Por fim, a guisa de conclusão, cito um trecho do livro “A Tragicomédia da Medicalização”, onde a violência simbólica do diagnóstico é resumida:
“Eis – antecipando o que diremos ao longo deste opúsculo – as etapas da violência simbólica à qual o paciente é submetido: primeiro, ele é nomeado pelo diagnóstico como portador de algum distúrbio ou perturbação; segundo, pelo diagnóstico o rótulo adere ao paciente como um estigma, tal como as marcas de identificação apostas aos animais quando são ferrados; terceiro, ele é rebanhizado, ou seja, as referências se deslocam de sua personalidade individual e única para o rebanho anônimo e indistinto da categoria nosológica em que é agrupado. As consequências desta rebanhização são, de um lado, a despersonalização e perda de referenciais internos; e, de outro, a terapêutica medicamentosa indicada será aquela aplicável não ao indivíduo na sua singularidade, mas sim ao rebanho no qual ele foi inserido, ou seja, aplicar-se-á um remédio inespecífico para um indivíduo genérico que não existe enquanto tal”.
Em suma, para não cansar demais os leitores: a formulação precipitada de um diagnóstico para um transtorno psíquico é um desserviço àqueles que buscam o autoconhecimento e a autotransformação, tendo apenas uma função de viabilizar um controle biopolítico sobre os corpos e as mentes dos pacientes.
Saudações,
José Ramos Coelho
(1)”(…) a educação age sobre o nível de vida em uma proporção duas vezes e meia mais importante do que o consumo médico” – afirma Michel FOUCAULT, retomando a tese de Ivan Illich. – “Conclui-se que, para viver mais tempo, um bom nível de educação é preferível ao consumo médico” (2011, p.390)
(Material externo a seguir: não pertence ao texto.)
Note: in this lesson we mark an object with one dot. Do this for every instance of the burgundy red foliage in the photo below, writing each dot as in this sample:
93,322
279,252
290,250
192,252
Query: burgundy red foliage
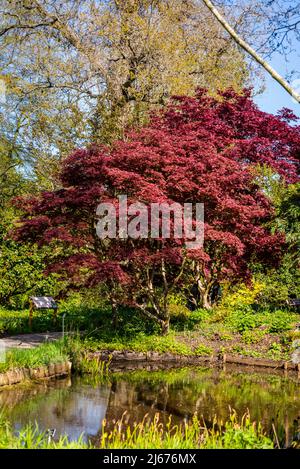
200,149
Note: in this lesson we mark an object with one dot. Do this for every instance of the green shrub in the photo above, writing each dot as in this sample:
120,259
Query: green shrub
280,322
203,350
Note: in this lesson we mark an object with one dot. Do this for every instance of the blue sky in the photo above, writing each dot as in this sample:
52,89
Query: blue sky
275,97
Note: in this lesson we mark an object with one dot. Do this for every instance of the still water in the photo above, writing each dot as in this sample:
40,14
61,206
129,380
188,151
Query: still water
78,405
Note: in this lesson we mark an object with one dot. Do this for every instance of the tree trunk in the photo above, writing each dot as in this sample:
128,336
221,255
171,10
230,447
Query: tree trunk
114,309
206,302
165,326
251,51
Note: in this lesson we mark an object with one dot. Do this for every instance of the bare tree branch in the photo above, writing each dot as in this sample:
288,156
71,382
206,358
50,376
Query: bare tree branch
274,74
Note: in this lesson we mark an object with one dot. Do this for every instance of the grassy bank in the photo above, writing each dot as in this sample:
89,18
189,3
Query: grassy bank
53,352
262,334
233,434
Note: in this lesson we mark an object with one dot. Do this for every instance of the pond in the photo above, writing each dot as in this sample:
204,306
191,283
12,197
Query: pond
78,405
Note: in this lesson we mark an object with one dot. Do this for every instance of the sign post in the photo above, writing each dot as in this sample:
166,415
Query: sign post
42,302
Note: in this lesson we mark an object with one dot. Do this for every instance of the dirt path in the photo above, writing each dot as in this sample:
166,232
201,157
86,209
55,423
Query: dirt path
28,340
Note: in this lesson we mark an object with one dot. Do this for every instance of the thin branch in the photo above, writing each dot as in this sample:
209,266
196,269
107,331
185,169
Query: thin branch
251,51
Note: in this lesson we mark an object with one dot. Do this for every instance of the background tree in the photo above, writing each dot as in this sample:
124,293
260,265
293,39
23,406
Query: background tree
201,149
81,71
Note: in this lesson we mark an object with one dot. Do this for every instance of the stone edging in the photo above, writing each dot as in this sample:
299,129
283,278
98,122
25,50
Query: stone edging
20,375
125,356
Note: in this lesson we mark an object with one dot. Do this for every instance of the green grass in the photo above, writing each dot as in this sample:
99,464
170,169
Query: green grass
140,343
149,434
45,354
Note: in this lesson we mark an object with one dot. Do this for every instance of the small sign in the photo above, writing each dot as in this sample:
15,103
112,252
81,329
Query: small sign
43,302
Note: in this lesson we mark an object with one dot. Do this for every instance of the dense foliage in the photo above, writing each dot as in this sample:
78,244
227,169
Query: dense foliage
200,149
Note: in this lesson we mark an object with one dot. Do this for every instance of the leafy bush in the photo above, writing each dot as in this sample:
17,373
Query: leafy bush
280,322
253,336
203,350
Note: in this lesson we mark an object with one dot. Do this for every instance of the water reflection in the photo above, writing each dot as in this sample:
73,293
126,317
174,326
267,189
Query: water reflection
79,405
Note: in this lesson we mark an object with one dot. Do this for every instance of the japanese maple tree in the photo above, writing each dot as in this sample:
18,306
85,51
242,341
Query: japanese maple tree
199,149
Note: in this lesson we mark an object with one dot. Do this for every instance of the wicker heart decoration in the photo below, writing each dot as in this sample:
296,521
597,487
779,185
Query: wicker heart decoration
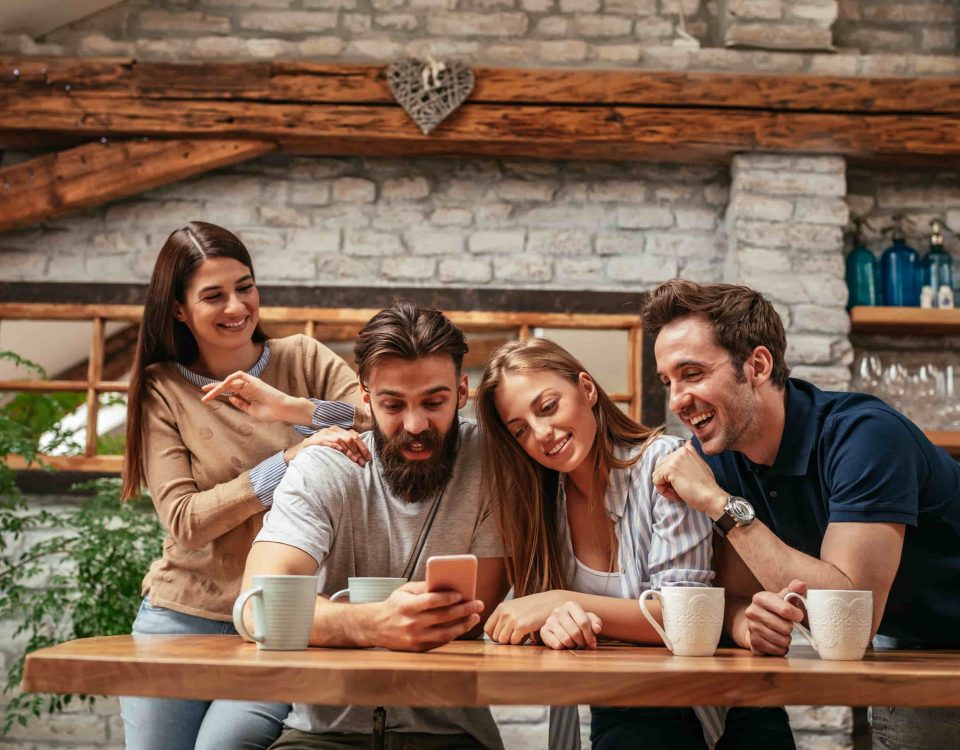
429,92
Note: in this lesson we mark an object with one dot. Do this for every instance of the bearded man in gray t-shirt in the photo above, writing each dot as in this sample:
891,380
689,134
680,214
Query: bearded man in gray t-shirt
343,519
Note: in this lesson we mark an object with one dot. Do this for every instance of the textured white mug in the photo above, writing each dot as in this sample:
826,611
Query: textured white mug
366,589
840,622
692,618
282,612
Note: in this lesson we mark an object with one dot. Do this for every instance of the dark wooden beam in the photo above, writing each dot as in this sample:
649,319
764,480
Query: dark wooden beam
96,173
307,82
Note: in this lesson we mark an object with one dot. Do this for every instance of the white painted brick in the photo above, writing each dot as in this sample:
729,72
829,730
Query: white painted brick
311,193
827,320
361,23
282,216
620,243
695,218
288,21
458,217
190,23
579,6
583,217
602,25
497,241
676,245
763,9
752,206
645,268
398,217
644,217
371,243
519,191
558,51
790,183
631,7
405,267
397,21
524,268
313,240
354,190
566,242
830,379
578,270
478,24
794,236
433,242
474,270
822,210
321,46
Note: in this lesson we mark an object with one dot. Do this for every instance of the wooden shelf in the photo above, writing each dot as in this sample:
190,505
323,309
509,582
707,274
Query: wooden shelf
910,320
949,440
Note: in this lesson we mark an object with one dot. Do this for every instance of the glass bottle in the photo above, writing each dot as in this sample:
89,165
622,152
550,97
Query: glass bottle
900,270
862,272
937,265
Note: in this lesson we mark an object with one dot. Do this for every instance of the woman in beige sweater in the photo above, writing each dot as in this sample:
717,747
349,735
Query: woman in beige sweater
211,468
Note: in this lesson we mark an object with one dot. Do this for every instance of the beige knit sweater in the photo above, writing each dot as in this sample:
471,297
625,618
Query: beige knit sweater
197,460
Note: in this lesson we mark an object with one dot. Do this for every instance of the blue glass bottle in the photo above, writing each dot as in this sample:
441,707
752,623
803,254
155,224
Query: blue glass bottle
900,271
937,264
863,277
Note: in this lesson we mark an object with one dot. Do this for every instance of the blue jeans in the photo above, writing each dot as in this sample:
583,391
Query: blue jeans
168,724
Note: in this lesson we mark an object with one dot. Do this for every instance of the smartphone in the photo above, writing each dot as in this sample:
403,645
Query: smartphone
453,573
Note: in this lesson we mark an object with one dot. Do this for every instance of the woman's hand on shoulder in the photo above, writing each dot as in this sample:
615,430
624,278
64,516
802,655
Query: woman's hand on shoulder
258,399
348,442
569,626
516,620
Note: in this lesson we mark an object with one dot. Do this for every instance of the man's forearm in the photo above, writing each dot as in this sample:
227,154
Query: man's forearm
775,563
343,625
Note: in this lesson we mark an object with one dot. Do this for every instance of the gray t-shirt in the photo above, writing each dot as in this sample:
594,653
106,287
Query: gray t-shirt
346,518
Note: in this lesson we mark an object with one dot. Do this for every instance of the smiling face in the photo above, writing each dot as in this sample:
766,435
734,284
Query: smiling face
716,402
550,417
221,305
414,406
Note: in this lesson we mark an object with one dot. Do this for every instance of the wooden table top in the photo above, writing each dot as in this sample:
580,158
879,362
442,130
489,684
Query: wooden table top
479,673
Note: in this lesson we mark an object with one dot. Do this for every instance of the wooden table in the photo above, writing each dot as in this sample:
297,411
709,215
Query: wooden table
477,673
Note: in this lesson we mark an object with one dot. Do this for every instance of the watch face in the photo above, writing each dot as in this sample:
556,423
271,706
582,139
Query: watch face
741,510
(2) Com profunda sabedoria, pontifica o Dr. Edward BACH: “… a doença, posto que pareça tão cruel, é benéfica e existe para nosso próprio bem; se interpretada de maneira correta, guiar-nos-á em direção aos nossos defeitos principais. Se tratada com propriedade, será a causa da supressão desses defeitos e fará de nós pessoas melhores e mais evoluídas do que éramos antes. O sofrimento é um corretivo para se salientar uma lição que de outro modo não haveríamos de aprender, e ele jamais poderá ser dispensado até que a lição seja totalmente assimilada”. (2010, p.18). O combate precipitado aos sintomas está a serviço da manutenção da ignorância e da cegueira.